Facebook duplicates 'may be used to perpetuate misinformation' — PNP

Photo shows log-in prompt of social media website Facebook.
AFP/File

MANILA, Philippines — The national police joined calls condemning the sudden rise in reports of blank accounts cloning or duplicating existing accounts, a trend first reported by the official student publication of the University of the Philippines' Cebu campus but that has since spread to Metro Manila. 

In a statement issued on Monday afternoon, the Anti-Cybercrime Group of the Philippine National Police urged victims to report cases to the group's main office, saying that this constitutes Computer-Related Identity Theft under the Cybercrime Prevention Act of 2012. 

"These accounts may be used to perpetuate misinformation or other nefarious activities on Facebook," the statement read, also urging the public to document and screenshot the Facebook ID numbers and URLs of any suspect duplicates. 
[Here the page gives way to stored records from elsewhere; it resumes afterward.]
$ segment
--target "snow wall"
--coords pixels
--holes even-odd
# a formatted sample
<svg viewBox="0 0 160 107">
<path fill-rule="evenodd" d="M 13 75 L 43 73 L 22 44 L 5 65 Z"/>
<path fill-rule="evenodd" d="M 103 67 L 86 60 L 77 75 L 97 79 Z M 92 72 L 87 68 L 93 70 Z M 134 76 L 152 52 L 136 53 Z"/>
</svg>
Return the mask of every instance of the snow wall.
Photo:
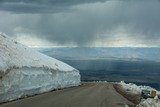
<svg viewBox="0 0 160 107">
<path fill-rule="evenodd" d="M 0 34 L 0 103 L 80 82 L 75 68 Z"/>
<path fill-rule="evenodd" d="M 6 102 L 53 89 L 78 86 L 80 75 L 77 71 L 61 72 L 24 67 L 12 69 L 0 81 L 0 102 Z"/>
</svg>

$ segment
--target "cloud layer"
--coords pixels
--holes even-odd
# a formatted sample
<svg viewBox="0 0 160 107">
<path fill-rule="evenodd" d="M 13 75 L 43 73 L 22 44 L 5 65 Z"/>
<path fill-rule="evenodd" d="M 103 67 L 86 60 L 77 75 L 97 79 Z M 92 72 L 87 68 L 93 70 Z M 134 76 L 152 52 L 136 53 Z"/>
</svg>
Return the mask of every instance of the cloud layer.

"Fearing that the spike in fake and duplicate Facebook accounts might be used unscrupulously by implicating unsuspecting individuals in various activities such as scams, spamming, and online activism, an investigation has been called by the Department of Justice not only on the foregoing incident, but as well as on similar or related cases," the statement added. 

READ: DOJ cybercrime office to investigate reports of clone Facebook accounts

The PNP Anti-Cybercrime Group also listed the elements of Computer-related Identity Theft, which include that: 

  1. There is/are identifying information belonging to a natural or juridical person;
  2. Another person acquires, uses, misuses, transfers, possesses, alters or deletes such identifying information;
  3. Such act is committed unintentionally;
  4. The act is committed without right 

Earlier Monday morning, the National Bureau of Investigation attributed the sudden influx of reports to a technical glitch on the part of Facebook, despite circulating screenshots of the cloned accounts messaging threats to their namesakes. 

Social unrest in the United States caused by the Black Lives Matter movement could somehow be behind the glitch, the NBI said. 

READ: Fact check: NBI claims Facebook clones a result of 'glitch' 

Also on Monday, Malacañang slammed those behind the proliferating accounts, with presidential spokesperson Harry Roque saying they should "find something better to do."